Modi is on the second leg of a five-day African trip which began in Mozambique and will also take him to Tanzania and Kenya — an itinerary designed to underline India’s growing engagement with the continent.

After talks with President Jacob Zuma in Pretoria on Friday, Modi travelled to the eastern province of KwaZulu-Natal, home to most of South Africa’s 1.3 million people of Indian origin — the largest diaspora population in Africa.

Modi took a short, symbolic train ride to the provincial capital, Pietermaritzburg, where Gandhi was ejected at the station in 1893 after refusing to leave the first class compartment because of his race.

Then a 24-year-old lawyer who had recently arrived in South Africa, Gandhi spent the night in the station and the insult was seen as formative in his fight against racial oppression during two decades in South Africa and later in British-ruled India.

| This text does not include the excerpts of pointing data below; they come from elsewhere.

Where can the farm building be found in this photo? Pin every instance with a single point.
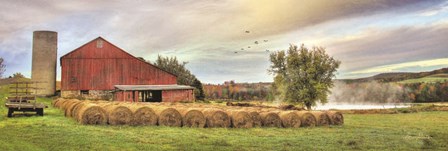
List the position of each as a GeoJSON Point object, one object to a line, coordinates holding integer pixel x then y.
{"type": "Point", "coordinates": [101, 70]}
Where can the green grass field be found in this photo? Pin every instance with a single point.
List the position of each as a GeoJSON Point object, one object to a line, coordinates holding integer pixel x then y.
{"type": "Point", "coordinates": [413, 131]}
{"type": "Point", "coordinates": [428, 79]}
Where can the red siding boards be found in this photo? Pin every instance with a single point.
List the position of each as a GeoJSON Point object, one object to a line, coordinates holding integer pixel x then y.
{"type": "Point", "coordinates": [90, 67]}
{"type": "Point", "coordinates": [167, 96]}
{"type": "Point", "coordinates": [177, 96]}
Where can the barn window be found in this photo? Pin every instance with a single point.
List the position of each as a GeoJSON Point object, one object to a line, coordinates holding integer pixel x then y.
{"type": "Point", "coordinates": [99, 43]}
{"type": "Point", "coordinates": [86, 92]}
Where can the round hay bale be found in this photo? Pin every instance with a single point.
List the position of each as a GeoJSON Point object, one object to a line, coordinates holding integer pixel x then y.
{"type": "Point", "coordinates": [307, 119]}
{"type": "Point", "coordinates": [336, 118]}
{"type": "Point", "coordinates": [241, 119]}
{"type": "Point", "coordinates": [322, 118]}
{"type": "Point", "coordinates": [192, 117]}
{"type": "Point", "coordinates": [63, 105]}
{"type": "Point", "coordinates": [118, 115]}
{"type": "Point", "coordinates": [256, 118]}
{"type": "Point", "coordinates": [290, 119]}
{"type": "Point", "coordinates": [168, 116]}
{"type": "Point", "coordinates": [271, 119]}
{"type": "Point", "coordinates": [143, 115]}
{"type": "Point", "coordinates": [70, 106]}
{"type": "Point", "coordinates": [216, 118]}
{"type": "Point", "coordinates": [76, 107]}
{"type": "Point", "coordinates": [53, 103]}
{"type": "Point", "coordinates": [92, 114]}
{"type": "Point", "coordinates": [58, 103]}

“It was in South Africa that Mahatma Gandhi conceptualised his politics,” Modi told a thousands-strong diaspora gathering at a stadium in Johannesburg on Friday evening.

“This is the birthplace of Satyagraha (the policy of non-violent struggle).”

After the train trip, Modi travelled to the coastal city of Durban, the heart of the Indian community, where he visited the Phoenix settlement founded by Gandhi in 1904 as a community based on self-reliance.

Modi’s African visit is seen as part of India’s attempt to build ties with African nations as it vies for a greater share of the continent’s natural resources.

Across Africa, India’s economic footprint is dwarfed by that of its regional rival China, whose trade with the continent topped $200 billion last year.

In a speech to business leaders in Pretoria, Modi said that Indians “always believe in nurturing and nourishing and not in exploiting” its partners.

Diplomatic relations have recently been strained by alleged racism, with African ambassadors claiming after the murder of a Congolese teacher in New Delhi that Africans in India live in a “pervading climate of fear”.